Mon coup de cœur : Le photographe de mariage

Je dois bien l’avouer, dans ces moments d’attrape-regard que sont les mariages, celui qui attire mon œil, n’en déplaise à la mariée, c’est le photographe, « ça me regarde ».

Celui-là a mis sur son site internet : vos émotions en photo, cet autre promet : Naturel et moderne, un troisième assure : Photo de star pour les stars d’un jour… Celui-là me plaît, tel un grand couturier qui annoncerait : Paris, Milan, Tokyo, il avance : Quimper, Rennes, Brest.

Je dois l’avouer, si le photographe est l’œil du mariage, je suis le voyeur, celui qui aime regarder l’œil.

Le photographe de mariage est donc l’œil qui vous regarde. Toujours un sac en bandoulière avec de nombreux objectifs, prouvant à qui pourrait en douter qu’il est un vrai professionnel, il promène son œil sur l’assistance.
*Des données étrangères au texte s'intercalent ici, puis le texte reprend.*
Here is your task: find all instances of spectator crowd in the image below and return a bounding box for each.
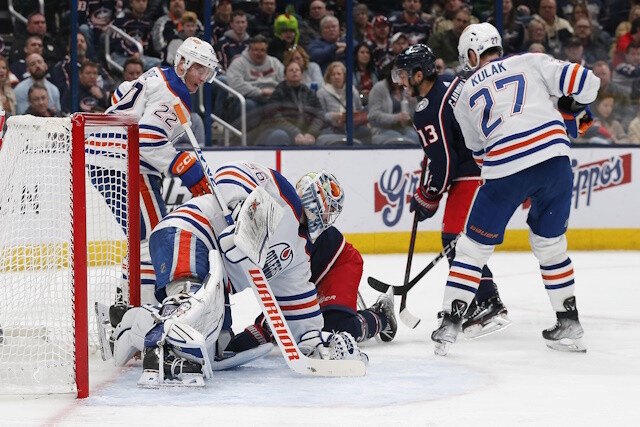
[0,0,640,146]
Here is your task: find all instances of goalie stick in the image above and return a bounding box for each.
[367,237,458,295]
[173,97,366,377]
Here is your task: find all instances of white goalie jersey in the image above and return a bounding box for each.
[454,53,600,179]
[107,67,191,176]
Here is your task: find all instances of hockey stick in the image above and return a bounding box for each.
[387,158,427,329]
[367,237,458,295]
[173,98,366,377]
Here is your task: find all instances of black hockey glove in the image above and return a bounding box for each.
[409,187,442,221]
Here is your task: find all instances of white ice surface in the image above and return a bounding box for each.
[0,252,640,427]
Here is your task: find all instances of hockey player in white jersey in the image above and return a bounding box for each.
[431,23,600,355]
[104,162,366,385]
[95,37,218,302]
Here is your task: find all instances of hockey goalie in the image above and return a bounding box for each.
[97,162,368,387]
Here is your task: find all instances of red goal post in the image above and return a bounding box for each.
[0,114,140,398]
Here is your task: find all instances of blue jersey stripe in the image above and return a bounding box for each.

Photos volées, sur le vif : la grimace de tonton Nestor, cher à Brassens, qui fera rire quand, quelques jours plus tard, et même des années, on regardera l’album ou plutôt, désormais, le site internet du mariage ; celle surprise des amoureux se regardant dans le blanc des yeux ; tata Lulu entrain de danser ; le témoin faisant son speech ; la maman en larmes ; le tout petit cousin endormi sur la table…

Et puis, il y aura aussi celles posées, après un repérage minutieux, au pied de cet arbre, sur cette balançoire, à côté du puits, sous une arche fleurie… à cet endroit on prendra les mariés, les témoins, la famille, de l’un, de l’autre, juste les parents, les grands-parents, et maintenant, tous ensemble.

Là où l’œil est curieux, à l’affut, comme celui du photographe, son produit, les photos, se fait regard. Les photos, ensuite, nous regardent et alors, ce qui n’est pas dit, mais toujours là, c’est que la vedette du mariage, c’est le photographe, dans ce tour de magie inouï qui transforme l’œil en regard. La trace, au-delà de l’image, c’est ce qui du corps a été imprimé au moment de l’image, qu’elle soit posée ou volée.

Et si dans quelques années, le mariage n’a pas donné les fruits escomptés, si les amoureux du jour se séparent, ou que le funeste « jusqu’à ce que la mort vous sépare » n’en laisse plus qu’un, alors, en feuilletant à nouveau l’album, une larme ou pourquoi pas une rage peut prendre l’œil qui est pris par l’image qui le regarde. C’est que ce n’est pas l’image qui compte, pas sa représentation, c’est que l’homme au sac en bandoulière aura vraiment su saisir l’insaisissable, la trace dans le corps de celui dont l’œil est pris par ce qui le regarde et que la photo recouvre, mais qui fait retour.

Alors, dans les mariages, même celui qui pique des petits fours et des coupes de champagne et qui drague la cousine a ma préférence, oui, mon coup de cœur, depuis toujours, c’est le photographe.